They think that if you emigrate to the UK and are not British citizens that you shouldn't be entitled to out-of-work benefits, housing benefit or social housing, free healthcare (should be paid for by country you normally reside in) or free education until you have paid taxes here for a certain number of years.
Why count it in number of years rather than in amount of tax contributions? A high earning foreigner - of which there are many, particularly in London - may well pay more taxes in a few months than some British born and bred have ever paid. And once other countries take retaliative action we will be deluged with British ex-pats scurrying home, their tails between their legs, asking for housing, healthcare and education.
If you can't afford private housing, or to HE or privately school your children for those years then you shouldn't chose to move here.
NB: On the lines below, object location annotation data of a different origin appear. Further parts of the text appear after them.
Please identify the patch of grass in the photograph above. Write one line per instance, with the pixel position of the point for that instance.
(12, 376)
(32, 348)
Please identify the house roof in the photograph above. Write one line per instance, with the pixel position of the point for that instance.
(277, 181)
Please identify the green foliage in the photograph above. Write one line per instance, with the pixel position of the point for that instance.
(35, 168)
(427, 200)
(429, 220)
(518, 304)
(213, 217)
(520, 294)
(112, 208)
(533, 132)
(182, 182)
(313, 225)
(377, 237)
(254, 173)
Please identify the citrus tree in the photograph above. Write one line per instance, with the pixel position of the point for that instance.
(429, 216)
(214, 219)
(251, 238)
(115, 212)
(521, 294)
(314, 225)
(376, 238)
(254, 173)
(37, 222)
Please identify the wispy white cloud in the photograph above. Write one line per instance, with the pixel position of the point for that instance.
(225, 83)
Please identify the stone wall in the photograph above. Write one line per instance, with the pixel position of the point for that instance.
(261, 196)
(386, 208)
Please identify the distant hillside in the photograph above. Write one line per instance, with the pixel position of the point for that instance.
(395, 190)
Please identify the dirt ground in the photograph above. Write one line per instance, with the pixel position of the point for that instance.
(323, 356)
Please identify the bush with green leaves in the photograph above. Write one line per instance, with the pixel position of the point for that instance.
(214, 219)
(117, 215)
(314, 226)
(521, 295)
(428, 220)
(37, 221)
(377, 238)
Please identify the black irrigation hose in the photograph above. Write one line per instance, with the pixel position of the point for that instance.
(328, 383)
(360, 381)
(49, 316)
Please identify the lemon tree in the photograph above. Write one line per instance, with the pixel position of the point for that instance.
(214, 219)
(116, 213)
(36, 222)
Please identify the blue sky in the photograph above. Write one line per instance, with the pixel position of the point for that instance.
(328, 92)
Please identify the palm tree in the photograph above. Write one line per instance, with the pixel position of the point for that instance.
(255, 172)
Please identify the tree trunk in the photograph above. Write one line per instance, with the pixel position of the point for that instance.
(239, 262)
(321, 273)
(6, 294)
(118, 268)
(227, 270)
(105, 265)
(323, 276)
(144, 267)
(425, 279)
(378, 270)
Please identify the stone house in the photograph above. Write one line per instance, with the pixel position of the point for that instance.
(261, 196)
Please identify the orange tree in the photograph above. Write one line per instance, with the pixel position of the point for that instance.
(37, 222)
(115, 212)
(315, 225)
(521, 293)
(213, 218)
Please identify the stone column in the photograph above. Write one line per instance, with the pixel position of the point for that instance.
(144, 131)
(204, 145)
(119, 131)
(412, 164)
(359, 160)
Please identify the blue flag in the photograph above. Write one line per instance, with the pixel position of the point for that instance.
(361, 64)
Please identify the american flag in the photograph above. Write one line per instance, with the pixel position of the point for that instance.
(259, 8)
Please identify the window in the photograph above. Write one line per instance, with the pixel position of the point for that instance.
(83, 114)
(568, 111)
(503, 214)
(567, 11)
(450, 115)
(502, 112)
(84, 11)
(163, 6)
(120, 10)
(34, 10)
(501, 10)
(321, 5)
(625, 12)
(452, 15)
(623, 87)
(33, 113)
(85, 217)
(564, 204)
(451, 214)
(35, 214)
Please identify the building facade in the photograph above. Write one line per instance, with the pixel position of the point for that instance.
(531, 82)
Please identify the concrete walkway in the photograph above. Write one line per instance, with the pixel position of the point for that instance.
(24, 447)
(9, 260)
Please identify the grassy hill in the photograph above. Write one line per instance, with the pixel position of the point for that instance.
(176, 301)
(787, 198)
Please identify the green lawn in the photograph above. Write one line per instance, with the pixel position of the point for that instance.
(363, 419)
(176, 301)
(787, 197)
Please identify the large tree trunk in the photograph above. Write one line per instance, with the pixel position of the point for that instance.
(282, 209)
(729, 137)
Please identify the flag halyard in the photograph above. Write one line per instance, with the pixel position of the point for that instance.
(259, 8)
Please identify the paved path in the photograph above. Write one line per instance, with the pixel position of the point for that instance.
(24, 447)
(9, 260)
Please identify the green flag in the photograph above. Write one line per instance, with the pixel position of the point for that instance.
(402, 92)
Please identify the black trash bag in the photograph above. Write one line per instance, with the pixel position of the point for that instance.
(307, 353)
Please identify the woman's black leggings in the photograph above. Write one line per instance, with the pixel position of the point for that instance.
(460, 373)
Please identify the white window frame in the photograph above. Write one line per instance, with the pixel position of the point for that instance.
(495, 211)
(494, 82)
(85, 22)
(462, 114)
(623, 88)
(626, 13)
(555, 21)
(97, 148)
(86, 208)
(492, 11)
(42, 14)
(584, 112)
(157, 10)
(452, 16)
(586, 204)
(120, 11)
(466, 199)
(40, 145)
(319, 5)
Seriously? You want to set the income bar so high that people have to show themselves able to find 20k+ per year for private education before coming here? You do know that this would utterly destroy our universities, our scientific research, our engineering companies, our financial industry etc etc. All of these recruit highly skilled foreign workers, generally on decent salaries, but not necessarily salaries which suffice to pay school fees.
Didn't Labour under Gordon Brown remove a lot of school places, despite the evidence that more places would be needed a few years down the line? Why aren't people angrier about half-full failing academies and free schools in the wrong areas draining the education budget?